A rig is a horse that shows stallion-like behaviour but has no palpable testes. There are two types of rig: a true rig (cryptorchid), which has some retained testicular tissue and may be fertile; and a false rig, a gelding with no remaining testicular tissue, both testicles having been completely removed by castration.
A wide spectrum of behavioural problems is associated with rigs, from biting and being bargy with people on the ground, through to attempting to separate off an in-heat mare before mounting and actually covering her. These tendencies most often manifest themselves in spring and summer, when mares are coming into heat.
There appears to be no association with how early or late a colt is castrated and subsequent rig-like habits. A rig may not have expressed this behaviour before, even though he has been in the same ownership for several years. It is thought to be instinctive behaviour that may or may not have been allowed in the past.
Hence, a horse can emerge with rig-type tendencies with no apparent previous history. His presence in a yard could put other horses at risk of injury by being kicked or herded into fences, or through mating.
Tests and treatment
IT is advisable to test a horse if he displays this behaviour, to establish whether he is a true or false rig and therefore how to proceed. The recommended rig test, with 100% reliability, is the single blood test to measure anti-mullerian hormone (AMH). This is a specific test for the presence of testicular tissue in horses of any age.
The use of AMH in cryptorchid donkeys has not been validated, but it is a current topic of research. Other tests that can be used are the measurement of blood oestrone sulphate in horses of more than three years of age. This is not reliable, however, in younger horses.
The human chorionic gonadotrophin (HCG) stimulation test is recommended for all donkeys and for any doubtful results in horses and ponies. This requires a baseline testosterone blood test, followed by the intravenous injection of HCG and a second blood sample 30 minutes to 48 hours later to measure any increase in testosterone.
About 90% of horses tested for stallion-like behaviour are found to be false rigs. While a negative rig test result will put an owner’s mind at rest that any mating activity should not result in a pregnant mare, the behaviour still has to be managed.
Cryptorchidism, the retention of one or both testicles resulting in a true rig, is the most common developmental defect in the horse. It is estimated that between 5% to 8% of all male foals are affected. If one testicle is retained there is reduced sperm production; if both are retained the horse is usually infertile. A retained testicle is thought to be more at risk of developing neoplastic (cancer) cells, as a result of the warmer temperature inside the body compared with the scrotum.
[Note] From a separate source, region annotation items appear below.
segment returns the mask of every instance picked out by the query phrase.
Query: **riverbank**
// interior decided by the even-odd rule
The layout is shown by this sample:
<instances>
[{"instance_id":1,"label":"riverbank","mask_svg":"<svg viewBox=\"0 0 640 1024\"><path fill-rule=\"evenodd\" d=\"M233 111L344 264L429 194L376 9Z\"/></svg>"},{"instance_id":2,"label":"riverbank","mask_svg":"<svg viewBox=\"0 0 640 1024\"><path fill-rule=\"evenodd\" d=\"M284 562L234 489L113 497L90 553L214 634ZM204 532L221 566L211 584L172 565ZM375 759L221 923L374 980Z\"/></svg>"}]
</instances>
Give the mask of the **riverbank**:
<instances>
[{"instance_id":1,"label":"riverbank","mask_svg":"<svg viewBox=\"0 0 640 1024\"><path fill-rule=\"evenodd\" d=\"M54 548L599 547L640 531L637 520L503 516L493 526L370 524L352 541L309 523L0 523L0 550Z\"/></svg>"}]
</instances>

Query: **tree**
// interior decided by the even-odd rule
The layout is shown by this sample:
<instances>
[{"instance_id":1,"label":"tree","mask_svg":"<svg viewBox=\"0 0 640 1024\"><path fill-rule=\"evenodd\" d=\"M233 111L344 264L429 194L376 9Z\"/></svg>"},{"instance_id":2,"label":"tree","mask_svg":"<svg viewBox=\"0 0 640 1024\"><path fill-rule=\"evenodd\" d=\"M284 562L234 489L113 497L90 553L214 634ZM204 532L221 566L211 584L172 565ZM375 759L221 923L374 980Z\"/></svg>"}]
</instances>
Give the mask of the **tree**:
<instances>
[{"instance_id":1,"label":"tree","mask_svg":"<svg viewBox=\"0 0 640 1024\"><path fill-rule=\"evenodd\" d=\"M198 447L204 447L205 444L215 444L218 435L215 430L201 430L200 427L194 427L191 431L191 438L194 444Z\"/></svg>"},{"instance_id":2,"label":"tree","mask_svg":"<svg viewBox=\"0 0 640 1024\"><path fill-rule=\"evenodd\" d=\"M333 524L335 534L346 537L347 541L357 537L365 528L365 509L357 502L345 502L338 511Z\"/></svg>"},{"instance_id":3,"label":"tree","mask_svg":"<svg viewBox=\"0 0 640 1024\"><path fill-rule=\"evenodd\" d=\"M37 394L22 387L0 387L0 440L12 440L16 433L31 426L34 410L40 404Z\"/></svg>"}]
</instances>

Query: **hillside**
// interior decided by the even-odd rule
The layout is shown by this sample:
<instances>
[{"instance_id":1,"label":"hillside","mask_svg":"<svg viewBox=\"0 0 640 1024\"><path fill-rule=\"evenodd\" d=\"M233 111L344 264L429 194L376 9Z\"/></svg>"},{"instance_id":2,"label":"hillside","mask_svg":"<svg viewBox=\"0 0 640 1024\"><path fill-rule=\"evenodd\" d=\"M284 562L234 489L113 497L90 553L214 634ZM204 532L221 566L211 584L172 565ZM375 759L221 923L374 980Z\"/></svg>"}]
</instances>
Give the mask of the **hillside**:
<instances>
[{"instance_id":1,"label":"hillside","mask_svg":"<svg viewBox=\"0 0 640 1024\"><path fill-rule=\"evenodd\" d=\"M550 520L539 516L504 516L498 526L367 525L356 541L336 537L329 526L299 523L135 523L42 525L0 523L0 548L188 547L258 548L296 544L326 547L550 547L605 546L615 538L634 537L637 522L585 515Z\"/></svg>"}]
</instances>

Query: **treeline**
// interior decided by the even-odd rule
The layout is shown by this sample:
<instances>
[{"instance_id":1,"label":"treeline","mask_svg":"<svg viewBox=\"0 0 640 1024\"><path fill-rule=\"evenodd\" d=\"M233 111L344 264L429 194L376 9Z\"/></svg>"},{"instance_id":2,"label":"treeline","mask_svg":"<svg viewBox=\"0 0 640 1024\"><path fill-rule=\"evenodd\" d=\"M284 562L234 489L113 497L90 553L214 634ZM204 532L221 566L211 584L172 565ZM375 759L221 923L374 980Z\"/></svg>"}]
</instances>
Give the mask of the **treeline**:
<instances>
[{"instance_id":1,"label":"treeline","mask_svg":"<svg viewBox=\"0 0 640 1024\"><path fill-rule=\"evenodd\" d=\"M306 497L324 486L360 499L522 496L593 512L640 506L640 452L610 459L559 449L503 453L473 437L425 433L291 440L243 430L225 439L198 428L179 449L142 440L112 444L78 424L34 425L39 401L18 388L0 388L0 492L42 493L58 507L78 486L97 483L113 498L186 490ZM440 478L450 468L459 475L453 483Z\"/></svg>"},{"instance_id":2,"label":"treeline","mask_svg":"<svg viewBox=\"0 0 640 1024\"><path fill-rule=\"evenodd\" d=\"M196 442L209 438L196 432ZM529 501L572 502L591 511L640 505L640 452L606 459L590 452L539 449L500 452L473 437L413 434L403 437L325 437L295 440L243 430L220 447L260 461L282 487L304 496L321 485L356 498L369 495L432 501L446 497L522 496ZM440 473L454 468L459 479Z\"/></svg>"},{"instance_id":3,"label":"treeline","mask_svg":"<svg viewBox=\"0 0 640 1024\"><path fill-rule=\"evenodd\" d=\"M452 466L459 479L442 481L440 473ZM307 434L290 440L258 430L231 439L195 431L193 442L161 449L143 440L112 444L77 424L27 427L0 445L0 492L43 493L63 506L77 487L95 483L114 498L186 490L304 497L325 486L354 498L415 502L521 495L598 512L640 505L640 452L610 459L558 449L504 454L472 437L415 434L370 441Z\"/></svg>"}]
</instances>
The missing testicle or testes can be located by ultrasound scanning of the caudal (rear) abdomen and inguinal (groin) regions, in order to decide the most appropriate surgical approach for removal. Most commonly, inguinally retained testicles are removed under a short general anaesthesia, either at home or at the clinic.
The recent development of standing laparoscopic surgical techniques is proving less invasive for the removal of abdominally retained testicles, and is thought to carry less risk of herniation postoperatively.
Vets are trained to leave an existing testicle in situ until the missing one has been located and removed, to avoid a horse being misidentified as a gelding and sold as such. Rogue (non-qualified) castrators still exist, however, and may be less scrupulous. Owners should be dissuaded from considering the use of these people for cheap castration, as this compromises equine welfare and increases the risk of the sale of known true rigs.
Rigs are often sold in winter, when they are less likely to show unwanted behaviour. These animals can be a danger to other horses and handlers, so it is not safe to sell them without disclosing the information.
If the horse is good at his job and the buyers are knowledgeable about managing these types, then an appropriate deal may be agreed. It’s advisable to have the horse tested, however, to ensure that he is not a true rig, as this could incur further costs for surgical removal of the retained testicle.
Where do you stand as a buyer if you discover that you’ve been sold a rig without prior knowledge? If you purchased the horse from a dealer and you find out within 30 days of both ownership and the horse being delivered, then as a consumer you have a short-term right to return the horse. If you wish to do this, you must state in writing that you are ending the contract between you and the dealer. It is advisable to have a written contract of sale: check with a solicitor about details that should be included.
A buyer could have the right to return a known false rig to a dealer if his behaviour is such that it renders him unfit for the purpose for which he was sold, or to return a true rig if he was advertised as a gelding.
Even if someone is aware of behavioural problems, such as rig-like behaviour, as a private seller they are not legally required to disclose these unless specifically asked. If it can be shown, however, that the seller did not give honest answers to your questions, which you relied upon when buying the horse, then you are likely to have the right to return.
Is it inherited?
Further research is needed to establish how large a role genetics and hereditability play in equine cryptorchidism. This would allow the development of a more universal policy among breeding organisations about the acceptability of registering unilateral (one-sided) cryptorchids as breeding stallions.
Work is under way on gene sequencing of the equine genome to progress our knowledge about the mode of inheritance of this condition, providing more information for the future of breeding.